Distributed Systems — Replication
This is the second story on the topic of DS, if you haven't read the first one, please have a look here.
Replication is at the core of Distributed Systems (DS). We all know what replication is? In its simplest form, is just having a duplicate copy of the original in a case where the original copy is destroyed, we can use the backup one. But in DS replication is not that simple, in fact, it’s much more complicated and it needs to work in order for DS to ‘work’. In a system where storage for example is not distributed, even if the master server fails, we can assume that the backup system will work as it will have all the data (generally, up to date since maintaining one replica is easier) but in case of DS, things can go haywire.
So what complexity does DS have that makes replication not easy.
- Real-Time Sync- The replicas have to be in sync with the master. what does in-sync mean? Let's take a Database for example. In most databases, any writes going to the database are generally written to WAL (write-ahead log) first. Assuming the database storage is actually distributed over several storage servers, the data needs to be replicated as well for availability, scalability, and in the case of server crash/failure as a fallback mechanism. But to fallback, as in the server to start serving API requests from the fallback server, it needs to be in sync with the master.

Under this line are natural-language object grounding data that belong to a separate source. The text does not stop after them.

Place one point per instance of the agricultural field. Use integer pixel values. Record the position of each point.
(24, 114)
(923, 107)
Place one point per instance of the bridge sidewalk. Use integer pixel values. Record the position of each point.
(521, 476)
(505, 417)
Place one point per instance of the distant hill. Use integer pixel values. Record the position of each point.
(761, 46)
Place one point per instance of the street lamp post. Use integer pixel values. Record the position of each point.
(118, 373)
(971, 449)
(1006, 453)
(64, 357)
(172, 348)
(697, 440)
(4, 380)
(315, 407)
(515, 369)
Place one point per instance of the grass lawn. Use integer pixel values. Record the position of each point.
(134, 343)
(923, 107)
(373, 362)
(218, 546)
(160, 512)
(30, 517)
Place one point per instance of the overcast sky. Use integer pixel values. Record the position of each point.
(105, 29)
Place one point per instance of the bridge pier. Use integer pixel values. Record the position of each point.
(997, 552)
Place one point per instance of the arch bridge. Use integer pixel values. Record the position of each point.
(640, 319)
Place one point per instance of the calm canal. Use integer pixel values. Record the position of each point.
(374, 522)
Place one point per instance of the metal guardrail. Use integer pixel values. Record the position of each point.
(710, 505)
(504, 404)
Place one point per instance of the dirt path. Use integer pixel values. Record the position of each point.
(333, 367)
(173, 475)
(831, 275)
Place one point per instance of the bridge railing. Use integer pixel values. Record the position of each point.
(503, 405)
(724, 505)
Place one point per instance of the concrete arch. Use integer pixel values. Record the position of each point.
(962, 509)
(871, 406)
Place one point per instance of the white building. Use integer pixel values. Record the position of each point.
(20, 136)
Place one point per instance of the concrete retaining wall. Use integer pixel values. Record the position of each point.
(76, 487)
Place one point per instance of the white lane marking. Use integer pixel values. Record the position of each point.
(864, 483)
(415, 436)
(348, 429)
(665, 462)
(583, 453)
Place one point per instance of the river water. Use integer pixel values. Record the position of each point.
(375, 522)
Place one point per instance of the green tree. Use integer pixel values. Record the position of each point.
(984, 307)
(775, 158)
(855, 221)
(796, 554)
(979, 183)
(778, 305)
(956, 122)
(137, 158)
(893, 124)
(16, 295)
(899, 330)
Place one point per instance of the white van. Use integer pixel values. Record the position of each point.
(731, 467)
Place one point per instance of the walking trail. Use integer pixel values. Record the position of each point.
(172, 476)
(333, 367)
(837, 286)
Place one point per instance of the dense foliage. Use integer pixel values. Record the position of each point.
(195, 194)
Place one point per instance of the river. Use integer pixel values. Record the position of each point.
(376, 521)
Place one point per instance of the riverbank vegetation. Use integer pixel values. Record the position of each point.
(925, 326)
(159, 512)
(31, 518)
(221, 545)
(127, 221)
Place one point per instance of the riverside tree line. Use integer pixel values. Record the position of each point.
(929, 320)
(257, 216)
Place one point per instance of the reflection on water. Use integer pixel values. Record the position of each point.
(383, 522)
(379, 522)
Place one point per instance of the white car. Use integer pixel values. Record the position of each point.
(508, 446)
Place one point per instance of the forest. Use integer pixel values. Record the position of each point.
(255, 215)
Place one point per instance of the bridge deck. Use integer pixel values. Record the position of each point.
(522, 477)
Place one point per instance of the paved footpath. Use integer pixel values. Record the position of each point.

For eg an application serving hotel bookings to customers. As soon as a write occurs on the portion of the database in the master server, the replicated server needs to be in sync because if the master crashes before the write gets replicated that booking becomes invalid and might get rebooked to someone else.
So how do we keep replicas in sync near real-time, it is one of the tough problems in computer science to solve out there.

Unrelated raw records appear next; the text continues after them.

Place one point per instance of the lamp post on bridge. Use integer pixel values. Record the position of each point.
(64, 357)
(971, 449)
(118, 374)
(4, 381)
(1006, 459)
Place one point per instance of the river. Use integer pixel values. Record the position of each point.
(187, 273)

Let's talk about real-time sync and issues related to it . Consider 1 master and 2 replicas. As soon as u write to master you can say the write has finished and then in the backened copy the data to replicas , also known as Asynchronous writes.

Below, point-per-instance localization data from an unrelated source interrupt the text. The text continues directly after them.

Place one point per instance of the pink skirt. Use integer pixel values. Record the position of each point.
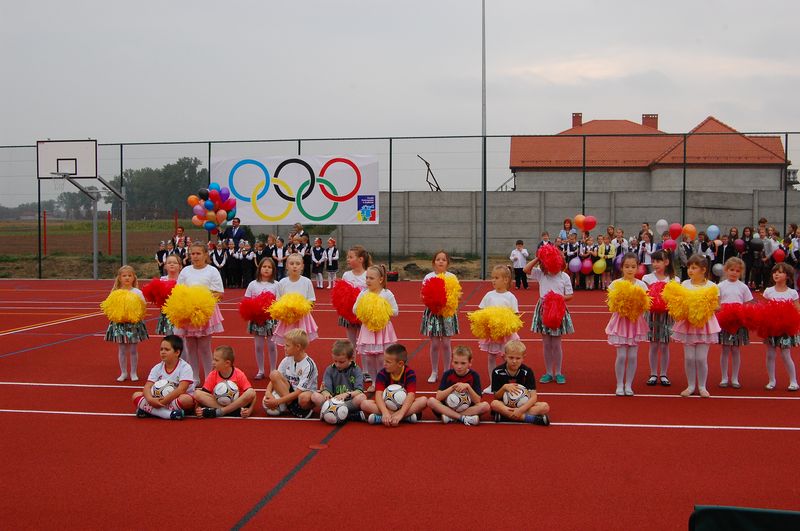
(623, 331)
(307, 323)
(496, 347)
(683, 332)
(370, 342)
(214, 326)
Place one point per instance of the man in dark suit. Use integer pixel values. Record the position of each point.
(234, 232)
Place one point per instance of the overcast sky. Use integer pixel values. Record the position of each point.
(223, 70)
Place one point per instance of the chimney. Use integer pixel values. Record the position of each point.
(650, 120)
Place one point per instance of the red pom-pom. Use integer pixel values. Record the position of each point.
(553, 310)
(158, 291)
(731, 317)
(256, 308)
(434, 295)
(657, 304)
(778, 318)
(551, 259)
(343, 297)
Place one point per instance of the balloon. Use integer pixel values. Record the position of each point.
(599, 267)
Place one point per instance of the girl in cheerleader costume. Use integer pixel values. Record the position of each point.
(262, 333)
(374, 307)
(438, 327)
(628, 301)
(126, 328)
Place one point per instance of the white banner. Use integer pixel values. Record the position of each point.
(330, 190)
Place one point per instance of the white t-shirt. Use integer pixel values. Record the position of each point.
(208, 276)
(303, 286)
(772, 295)
(386, 294)
(503, 300)
(181, 373)
(733, 292)
(256, 288)
(301, 374)
(359, 281)
(560, 283)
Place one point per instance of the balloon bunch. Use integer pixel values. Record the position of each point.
(213, 208)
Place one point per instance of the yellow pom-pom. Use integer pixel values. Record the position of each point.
(702, 303)
(373, 311)
(124, 306)
(494, 322)
(190, 306)
(290, 308)
(628, 300)
(453, 289)
(675, 296)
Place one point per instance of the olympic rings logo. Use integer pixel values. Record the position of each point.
(284, 191)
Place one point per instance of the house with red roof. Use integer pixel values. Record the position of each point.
(621, 155)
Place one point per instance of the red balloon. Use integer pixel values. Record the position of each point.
(675, 231)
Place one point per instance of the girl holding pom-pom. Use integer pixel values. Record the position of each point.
(628, 300)
(374, 308)
(499, 297)
(197, 339)
(733, 291)
(555, 289)
(697, 337)
(438, 327)
(262, 333)
(126, 330)
(658, 320)
(780, 291)
(295, 282)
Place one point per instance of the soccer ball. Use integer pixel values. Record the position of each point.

This has the disadvantage of replicas not being real time sync and any failure can cause loss of data if primary node crashes.
Whats the solution to above problem, We can wait for the replicas to finish(Synchronous Writes) writing making the write call blocking. But this poses another problem , the writes become too slow(could also cause indefinite blocking if no response is there from follower replicas) and it causes very bad client experience and not all business use cases can afford this.
2. Leader-Follower issues- In any replication scenario there are leaders and followers. The leader is the node/server/master with which the client API interacts, in our database example it is the server that will accept writes and followers are the servers that act as backup/failsafe/slaves.
Now whether we follow Synchronous or Asynchronous Writes both have a set of challenges that might cause the replication to fail and DS to not work as expected.
If we adopt Asynchronous Replication , what that entails is we say the write has finished as soon as the data is written to leader and client gets the success flag. Then its the leader’s responsibility to propagate the writes to followers. This causes issues like inconsistency with in the application.
For eg : An application that updates Football scores, two people using the same application can have different scores updated at a certain point of time when a goal is scored , obviously both the users will see the same score in some time (which in IT world is referred to as eventual consistency and is followed by applications where a slight inconsistency usually in milli seconds is tolerable).
A second example of this could be writing a comment on someone’s Facebook post, sometimes you notice that a comment you just posted is not seen and as soon as you refresh couple of times , voila! it’s right there!. Again Eventual Consistency.
Another issue is if the leader fails, and after “discovering” the leader has failed the system elects a new leader, this leader does not have the delta of writes and the system is in an inconsistent state and it violates the client's durability expectations.
On the Synchronous Replication front, all is not good and merry. If the leader is waiting for a follower to respond ok to the writes for the system to be in a consistent state the leader must wait for every write call. If the follower crashes or in a rare scenario even if the ok message is not received, the leader can not know what the fault was, it will just wait. One way to avoid writing to all followers is to just write to one follower (keep it consistent) and the rest of the followers gets updates asynchronously from this one in-sync follower, also known as a Semi-Synchronous System.
Apart from the above issues, there are issues like Node Outages, Adding/removing followers, split-brain, leader election strategies, that make replication in the Distributed Systems a complicated mechanism. I will write a separate article on solutions to the above issues and how leader-follower systems work with minimum failures and fallback mechanisms.
3. Geography- One Aspect of distributed systems often overlooked is geography. How do we ensure that a user in Vietnam and one in Luxembourg who happens to be using the same application are getting the same real-time updates and user experience? To avoid lagging requests are often served from the nearest datacenters governed by complex algorithms that decide which users are served how and from where but to serve with correct data the systems have to be in the correct state itself. There comes the challenge of replication among data centers as well which has its own challenges. Can we think leader-follower here? A leader among data centers and then a leader within the data center itself, you see the problems discussed above just exploded to a new level with lagging, sending signals, notifications cross-continent but somehow distributed systems are making it work.
Replication is at the core of making distributed systems work with keeping copies and is one of many crux components to make the distribution possible t apart from the actual distribution(either storage or compute ) itself.